The strategic positioning is shaped by our view that central banks will stop climbing next year and not go as far as necessary to quickly bring inflation back to target. Recent events reinforce our belief that they will halt rate hikes and live with inflation once faced with economic damage – in the form of a recession or cracks in financial stability, or both. This will be more supportive of stocks than bonds, so we are overweight DM stocks. We prefer public equity to private equity. Inflation will persist, which is why we prefer inflation-linked bonds to nominal bonds. We are overweight government credit due to attractive valuations and income potential.

Our bottom line

We stick to reduced risk taking, tactically.

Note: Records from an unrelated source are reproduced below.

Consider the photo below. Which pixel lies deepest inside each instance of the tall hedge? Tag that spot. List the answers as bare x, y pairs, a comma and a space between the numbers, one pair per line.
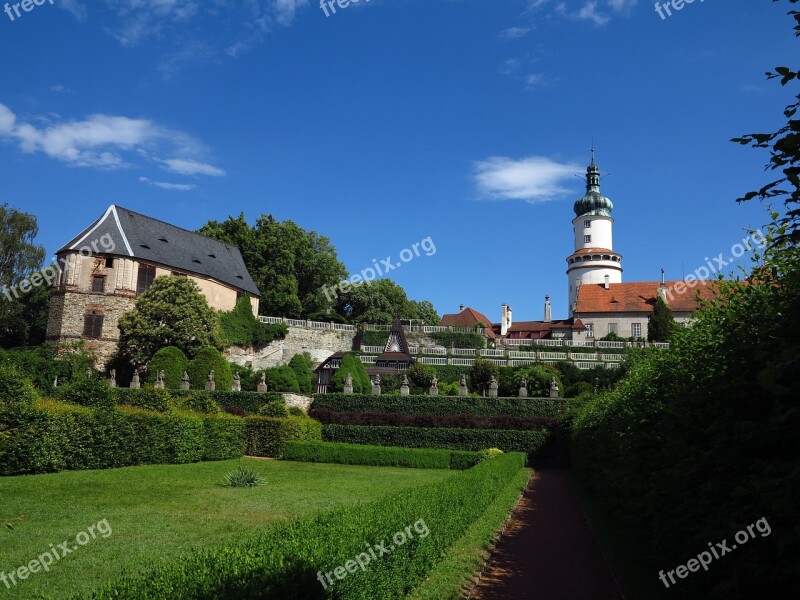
439, 405
173, 362
449, 438
286, 559
266, 436
206, 360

Increased macroeconomic volatility in a new regime creates difficult trade-offs for central banks that risk over-tightening in recessions. Tactically, this means that we prefer credit to equities. Equities remain relatively attractive alongside longer-term credit. Persistent inflation keeps us negative on nominal bonds and positive on inflation-linked bonds now and further into our strategic investment horizon.

Market backdrop

Yields on UK gilts fell from 14-year highs and the pound recovered to historic lows after the government’s surprise fiscal spree forced the Bank of England to temporarily buy long-term bonds to stabilize yields . The events illustrate the sharp trade-offs policymakers face in the face of higher inflation – and the potential financial disruptions from higher rates. We see risks of excessive central bank tightening in recessions. US 10-year Treasury yields briefly topped 4% and stocks hit new lows.

The main release this week is the US jobs report. The rapid pace of job creations has not masked the fact that the overall level of labor supply remains low relative to the pre-Covid period – a key production constraint driving up the inflation, in our view. Survey data has waned over the past year. The ISM manufacturing data should give more perspective on the risk of recession.